Modeling the global shape and surface morphology of the Ryugu asteroid using an improved neural implicit method

Abstract

Context. Detailed shape modeling is a fundamental task in the context of small body exploration aimed at supporting scientific research and mission operations. The neural implicit method (NIM) is a novel deep learning technique that models the shapes of small bodies from multi-view optical images. While it is able to generate models from a small set of images, it encounters challenges in accurately reconstructing small-scale or irregularly shaped boulders on Ryugu, which hinders the investigation of detailed surface morphology.

Aims. Our goal is to accurately reconstruct a high-resolution shape model with refined terrain details of Ryugu based on a limited number of images.

Methods. We propose an improved NIM that leverages multi-scale deformable grids to flexibly represent the complex geometric structures of various boulders. To enhance the surface accuracy, three-dimensional (3D) points derived from the Structure-from-Motion plus Multi-View Stereo (SfM-MVS) method were incorporated to provide explicit supervision during network training. We selected 131 Optical Navigation Camera Telescope images from two different mission phases at different spatial resolutions to reconstruct two Ryugu shape models for performance evaluation.

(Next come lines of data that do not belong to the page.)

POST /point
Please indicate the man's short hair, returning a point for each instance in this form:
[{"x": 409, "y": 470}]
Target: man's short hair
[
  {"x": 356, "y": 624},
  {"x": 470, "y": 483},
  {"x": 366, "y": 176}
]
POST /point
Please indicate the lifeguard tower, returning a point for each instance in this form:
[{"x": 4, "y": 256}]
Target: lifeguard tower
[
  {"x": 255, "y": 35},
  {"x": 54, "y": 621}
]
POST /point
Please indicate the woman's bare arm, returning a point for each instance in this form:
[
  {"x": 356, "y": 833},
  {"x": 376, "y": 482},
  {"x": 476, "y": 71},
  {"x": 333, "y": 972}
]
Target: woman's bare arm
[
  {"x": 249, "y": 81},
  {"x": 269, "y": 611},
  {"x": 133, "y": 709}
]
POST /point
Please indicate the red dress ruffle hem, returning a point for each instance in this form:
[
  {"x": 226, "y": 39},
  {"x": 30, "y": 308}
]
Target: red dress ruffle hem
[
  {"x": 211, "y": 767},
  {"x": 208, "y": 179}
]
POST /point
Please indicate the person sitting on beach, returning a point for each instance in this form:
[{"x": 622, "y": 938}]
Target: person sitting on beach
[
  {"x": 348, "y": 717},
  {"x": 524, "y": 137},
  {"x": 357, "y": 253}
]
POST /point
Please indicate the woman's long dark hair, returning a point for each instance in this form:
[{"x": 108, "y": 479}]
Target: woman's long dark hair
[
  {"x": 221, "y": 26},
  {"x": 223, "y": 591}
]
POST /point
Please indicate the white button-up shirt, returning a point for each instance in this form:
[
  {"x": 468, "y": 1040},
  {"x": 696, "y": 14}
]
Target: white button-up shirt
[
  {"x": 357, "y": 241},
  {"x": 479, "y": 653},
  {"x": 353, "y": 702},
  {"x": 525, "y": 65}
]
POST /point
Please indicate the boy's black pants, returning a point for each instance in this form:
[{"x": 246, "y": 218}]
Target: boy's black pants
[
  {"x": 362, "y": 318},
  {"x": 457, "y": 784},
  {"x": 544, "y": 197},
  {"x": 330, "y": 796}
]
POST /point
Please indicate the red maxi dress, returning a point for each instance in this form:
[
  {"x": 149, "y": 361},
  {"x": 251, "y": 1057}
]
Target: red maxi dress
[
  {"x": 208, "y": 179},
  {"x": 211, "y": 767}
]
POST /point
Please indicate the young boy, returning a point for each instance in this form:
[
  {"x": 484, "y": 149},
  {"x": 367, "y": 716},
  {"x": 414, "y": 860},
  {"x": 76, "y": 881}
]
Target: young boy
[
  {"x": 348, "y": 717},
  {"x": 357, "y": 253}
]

Results. The proposed method effectively addresses the challenges encountered by NIM and demonstrates an accurate reconstruction of high-resolution shape models of Ryugu. The volume and surface area of our NIM models are closely aligned with those of the prior shape model derived from the SfM-MVS method. However, despite utilizing fewer images, the proposed method achieves a higher resolution and refinement performance in polar regions and for irregularly shaped boulders, compared to the SfM-MVS model. The effectiveness of the method applied to Ryugu suggests that it holds significant potential for applications to other small bodies.